Well, I aspire to someday be considered entertaining, so reader and friend, these bullets are for you.

  • Several weeks ago I retook the GRE (Graduate Record Exam for those of you lucky enough to not have taken it on yet) and improved my score since the last time I struggled through that POS test, so I am now one step closer to going to graduate school. About. Fucking. Time. Now I just have to apply, get in, get grants and financial aid and loans, and actually GO. Not exactly a done deal. But this will all happen eventually, I just know it.
  • September 2nd officially marked my last day as a nanny. The babies are growing up: Edy started 5-day-a-week preschool this week, and Graham will be entering Montessori in just a few months. It’s bizarre and sad not seeing them everyday, but this change was very very necessary.
  • After fearing that I’d be unemployed for weeks after leaving the kiddies, and going so far as to start planning a road trip that would fill a month’s time while I waited for new work, I landed a job before even saying farewell to the babes. Last week I began working at an after-school Academic Center as a “Coach” (a.k.a. tutor). I’m working with younger students on math and reading, high schoolers with writing essays and the like, and I’m also an ACT prep coach. It is a job vaguely in my field (Praise Allah!), and I also feel like I’m doing something good for the world: in a few weeks we start working with children in the No Child Left Behind program, and I’ve already been assigned one very troubled student who just needs someone to push him, yet be patient with him. I already feel so much more fulfilled doing this than I did watching Sesame Street with the babies, and it’s only been one week. This is where I’m meant to be for a while, I suspect.
  • I hate, so much, living at home. I have officially reached my breaking point with my parents and thus try every waking moment to be…not here. The hours of this new gig (11AM-7PM) are awesome for avoiding the parentals, but I’m still constantly looking for reasons to escape the homestead: drinking on a Tuesday, eating sushi I cannot afford, visiting my BFF in East Lansing literally every weekend, working to have walked aimlessly around every Target in Southeastern MI, etc. I really like my new job and don’t want to leave it for a while, but I am still applying for any and all work that requires me to make Billy Joel proud and declare that, “I’m movin’ out.”

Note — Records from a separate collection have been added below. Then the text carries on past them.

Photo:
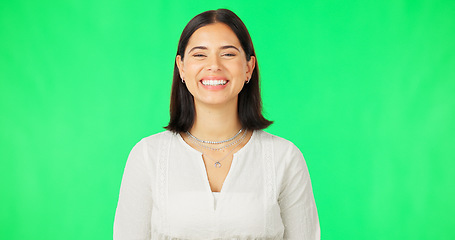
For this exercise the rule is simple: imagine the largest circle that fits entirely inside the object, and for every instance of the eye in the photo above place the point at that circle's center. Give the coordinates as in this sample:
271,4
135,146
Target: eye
229,54
198,55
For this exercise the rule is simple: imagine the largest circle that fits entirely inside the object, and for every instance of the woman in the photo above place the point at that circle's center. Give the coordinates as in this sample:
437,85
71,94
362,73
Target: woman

  • My self-esteem, for several weeks, was taking a sharp nose-dive, and I was having difficultly stopping it from just crashing completely. But then I realized that the magical thing that got my self-esteem high a few months back–high enough to, say, walk away from a bad relationship and to wear a roller derby outfit in public so as to catch the eye of the lead singer of my favorite band–I had forgotten altogether: my mantra– BE BRAVE. I was caught in a vicious circle: the less brave I behaved, the shittier I felt about myself and thus the less brave I wanted to act…and so on and so on…but I think I finally got myself out of this negative feedback loop and my confidence is on the road to recovery.
  • After bemoaning for weeks that I was emotionally broken and all I wanted was to feel something, now I may be experiencing feelings again and it’s freaking me out. I don’t know if I should be happy that I am fixed (or, rather, getting there) or if I should just re-break my emotive bone to keep from doing something stupid…like maybe being happy. GASP!
  • I am getting back into Paleo pretty hardcore. All I want to eat is tuna steaks and salad anyway, so why ingest other stuff that’s bad for me, right?
  • I feel pretty good right now. How often can I say that?